Mochi 1 Setup Guide: Hardware, Install, and Python Examples

Mochi 1 is an open-source text-to-video generation model released by Genmo AI in October 2024. It produces fluid, high-motion video clips from text prompts and is available under the Apache 2.0 license, meaning you can run it commercially and modify the weights. This guide covers what hardware you need to run Mochi 1 locally, the three main installation paths, and working Python examples you can adapt immediately.

What Is Mochi 1?

Mochi 1 is a 10-billion-parameter diffusion-based video generation model. Unlike closed-source models like OpenAI's Sora, Mochi 1 ships with full weights and source code on Hugging Face and GitHub. The model generates videos at 480p resolution, targeting approximately 5.4 seconds of video (163 frames at 30fps) from a text description.

Key characteristics:

Architecture: Asymmetric Diffusion Transformer (AsymmDiT)
Parameters: ~10B
License: Apache 2.0 (commercial use allowed)
Output: 480p, up to 163 frames (~5.4s at 30fps)
Strengths: Strong prompt adherence, high-quality motion
Developed by: Genmo AI (October 2024)

Mochi 1 particularly excels at following complex prompts that describe motion — panning shots, character movement, and physical interactions — which is where many competing models fall short. If you want to explore other open-source video tools, our roundup of top AI video generators covers the broader landscape.

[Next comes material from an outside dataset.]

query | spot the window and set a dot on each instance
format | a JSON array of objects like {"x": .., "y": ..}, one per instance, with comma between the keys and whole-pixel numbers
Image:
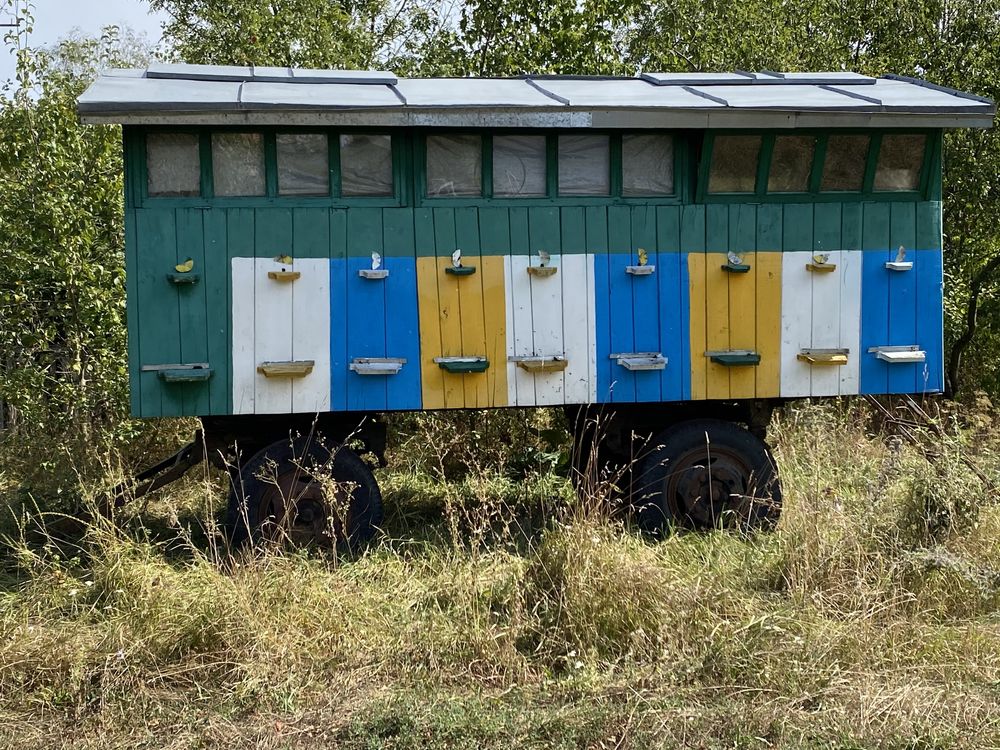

Mochi 1 Hardware Requirements

This is where most developers hit a wall. Mochi 1's hardware demands are real, but there are three viable paths depending on your setup.

VRAM Tiers at a Glance

VRAM Available	Mode	Suitable GPUs	Notes
60GB+	Full precision (float32)	A100 80GB, H100	Full 163-frame generation, fastest inference
22–24GB	bfloat16	RTX 3090, RTX 4090, A5000	Near-identical quality to float32; practical sweet spot
8–20GB	CPU offload + VAE tiling	RTX 3080, RTX 4070 Ti, RTX 4080	Works but significantly slower; shorter clips recommended
Multi-GPU	Model sharding	2x RTX 3090, 2x A5000	Official repo supports splitting across cards

For most developers, the RTX 3090 or RTX 4090 with the bfloat16 variant is the practical sweet spot. The 24GB tier is the minimum for reasonable generation speed without CPU offloading. If you're hitting VRAM limits across AI projects, our breakdown of why 24GB+ VRAM is hard to access provides useful context.

Storage: Downloading the Weights

Before running anything, account for model storage:

Model weights (dit.safetensors): ~19.5GB
VAE weights (decoder.safetensors): ~500MB
Total: ~20GB on disk

You'll also need 32GB+ system RAM when using CPU offloading mode, as model components get loaded to system RAM during generation. For standard high-VRAM setups, 16GB system RAM is sufficient.

How to Install Mochi 1

There are three practical installation paths. Choose based on your hardware and workflow preference.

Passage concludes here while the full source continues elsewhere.